If you are old enough to read (which I am making a huge assumption here that you can), then you have no doubt heard the paradox of what happens when an unstoppable force meets an unmovable object. There is no good answer, and there likely never will be.
How about this one. What happens with an unchangeable 90-year-old restaurant meets a culture that demands something new on every visit? The typical answer is that the unchangeable ceases to exists. Yet somehow for McClard’s BBQ in Hot Springs, they manage to not only defy those odds, but be more relevant than ever in the process.
It was a situation that even stumped owner Scott McClard recently when we sat down to chat. How do you keep a restaurant that is essentially an immovable object relevant when faced with an unstoppable force wanting change and something new all the time.
“It is the hardest question I have ever had,” McClard says. “The food is easy, it is making sure we have customers built-in for the next 90 years is the hard part.”
For those of you who do not know the story, Scott’s great-grandfather started McClard’s BBQ in 1928 after running a travel court. A traveler couldn’t pay the rent, but offered up a bbq sauce recipe instead. Figuring they wouldn’t get anything anyway out of the guy, they took the recipe, made a few tweaks of their own, and the rest is history.
They moved just down the road on Albert Pike a few years later and set up the current building. The original location sat on a street just a couple of blocks away now renamed in honor of that very fruitful transaction, that has no doubt paid for far more than the rent they were owed.
Originally McClards started smoking goats, “Back in those days, only Rockefellers ate beef. Goat was the meat of choice for working class people of the time,” McClard recounts. The goat is no longer on the menu, although we would love to see it return for special occasions, but the sauce recipe is exactly the same after those few early on tweaks.
Over the years McClards added a menu item here and there. Picking up pork, tamales, chicken, and yes, eventually, beef. They frequently have guests come in that recall eating something 30-40 years ago and finding that it taste exactly the same today. It is part of that unwavering commitment to not changing that has built loyal customers over the years.
They will add a new item every five years or so, even that infrequent the average customer has a hard time embracing something new out of McClard’s.
“We added sausage a few years ago, and we had a ton of complaints. ‘Your grandfather would have never put this on the menu’, I would hear all the time. Eventually even those people started to enjoy it,” McClard tells us. “Then we decided to throw several of our meat items together for a dish called Around the Barn. It had pork, chicken, and beef. The platters we had were not big enough, so we started using metal trays like a lot of bbq places use. Immediately I had people complaining saying, ‘I want the barn, but I am not eating off of a damn prison tray.’ So for a while we had to serve a few people the item on two of our normal platters.”
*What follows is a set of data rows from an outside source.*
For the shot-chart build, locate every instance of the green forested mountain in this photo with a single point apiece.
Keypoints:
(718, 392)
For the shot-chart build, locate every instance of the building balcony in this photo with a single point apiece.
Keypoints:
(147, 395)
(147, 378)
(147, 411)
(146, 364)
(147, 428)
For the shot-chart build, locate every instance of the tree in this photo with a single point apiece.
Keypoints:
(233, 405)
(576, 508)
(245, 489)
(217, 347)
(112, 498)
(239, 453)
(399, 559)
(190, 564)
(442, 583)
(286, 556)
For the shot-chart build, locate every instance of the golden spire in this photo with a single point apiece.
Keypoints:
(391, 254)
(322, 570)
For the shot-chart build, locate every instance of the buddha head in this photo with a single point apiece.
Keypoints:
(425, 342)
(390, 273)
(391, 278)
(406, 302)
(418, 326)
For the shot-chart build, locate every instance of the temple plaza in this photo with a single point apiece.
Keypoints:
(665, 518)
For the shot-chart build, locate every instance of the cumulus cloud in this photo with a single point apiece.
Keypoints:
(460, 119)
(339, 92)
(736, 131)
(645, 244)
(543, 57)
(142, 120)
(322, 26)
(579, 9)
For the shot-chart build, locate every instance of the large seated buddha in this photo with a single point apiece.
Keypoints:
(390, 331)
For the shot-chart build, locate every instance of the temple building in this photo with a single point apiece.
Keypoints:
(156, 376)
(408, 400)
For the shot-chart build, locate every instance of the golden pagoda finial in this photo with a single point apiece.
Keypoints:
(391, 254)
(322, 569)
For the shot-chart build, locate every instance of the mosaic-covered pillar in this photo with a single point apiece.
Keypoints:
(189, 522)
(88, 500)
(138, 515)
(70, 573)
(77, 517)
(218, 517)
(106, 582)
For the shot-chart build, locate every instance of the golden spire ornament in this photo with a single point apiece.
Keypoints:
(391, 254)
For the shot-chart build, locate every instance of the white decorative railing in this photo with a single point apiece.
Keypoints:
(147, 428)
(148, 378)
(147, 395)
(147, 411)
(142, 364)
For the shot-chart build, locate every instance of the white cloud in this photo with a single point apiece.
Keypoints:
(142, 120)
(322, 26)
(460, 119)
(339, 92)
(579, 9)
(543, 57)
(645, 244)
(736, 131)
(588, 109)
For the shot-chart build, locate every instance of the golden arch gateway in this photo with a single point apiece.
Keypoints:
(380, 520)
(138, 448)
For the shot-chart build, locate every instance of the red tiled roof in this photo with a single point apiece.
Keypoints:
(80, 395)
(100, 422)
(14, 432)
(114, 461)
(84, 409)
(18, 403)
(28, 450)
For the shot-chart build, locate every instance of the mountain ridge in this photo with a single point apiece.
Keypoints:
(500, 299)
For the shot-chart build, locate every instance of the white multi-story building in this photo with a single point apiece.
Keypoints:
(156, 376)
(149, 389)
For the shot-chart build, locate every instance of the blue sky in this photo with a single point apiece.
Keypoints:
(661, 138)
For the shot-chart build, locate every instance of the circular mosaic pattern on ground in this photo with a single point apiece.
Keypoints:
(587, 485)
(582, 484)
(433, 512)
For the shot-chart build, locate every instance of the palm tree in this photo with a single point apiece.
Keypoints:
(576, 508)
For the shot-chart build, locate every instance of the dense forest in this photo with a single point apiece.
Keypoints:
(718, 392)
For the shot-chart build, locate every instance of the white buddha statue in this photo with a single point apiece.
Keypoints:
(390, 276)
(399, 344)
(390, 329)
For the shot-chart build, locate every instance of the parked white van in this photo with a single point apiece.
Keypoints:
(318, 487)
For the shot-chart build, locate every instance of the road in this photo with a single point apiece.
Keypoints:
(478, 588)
Indeed, McClards has built such a following that not even the plates can be changed without resistance. At the same time the majority of restaurant growth, and the future loyal patrons, are looking for something exciting and new with more adventurous dishes. It was a problem not only McClards faced several years ago, but all of Hot Springs.
“Hot Springs was already in a slump, then the Majestic Hotel burned and it felt like the whole town became depressed. Us long-term people felt like we were just waiting for the end of a good run,” McClard remembers. “Then, all of a sudden you have Anthony Valinoti (of Deluca’s Pizzeria) roll into town with this extreme energy and optimism about life itself. He started talking to us about all cooperating and promoting each other. He really helped us get the food scene on the same page.”
That was the start of the turn around for both Hot Springs, and making McClard’s relevant again. While their menu didn’t change at all, their overall approach did. They began partnering with other restuarants, like Deluca’s Pizzeria, to extend the reach of their food. They began introducing things like local craft beers. Then they took to social media to tell the story of McClards to a new audience, something Scott McClard says his daughter’s helped with a lot.
With new life in the restaurant scene, the restaurant scene itself began to change.
“All of a sudden you had the millennials come into town trying things us old farts had all given up on years ago,” McClard says energetically. “They were so determined and full of energy. They didn’t want to hear about what would or wouldn’t work, they had fresh ideas on how to make it work. Amazingly, they pulled it off. So now we have this energy and spirit to a town that only three or four years ago we were all ready to hang it up. All thanks to Tony and some very optimistic millennials.”
It seems the winning strategy for keeping McClard’s fresh and relevant to a new audience was doing everything they could to keep Hot Springs fresh and relevant to a new audience. The effort is paying off. Not only is McClard’s seeing strong business, but the food scene as a whole is growing at a rapid pace.
In my 30 something years of frequently going to Hot Springs, I have never seen the city more alive than it is today. Same with McClards. A stop at in at 3 in the afternoon reveals a restaurant that is over half full. Because of it another generation will have the new fresh items to eat in Hot Springs, and then extremely consistent BBQ that they can always count on. Damn prison trays and all.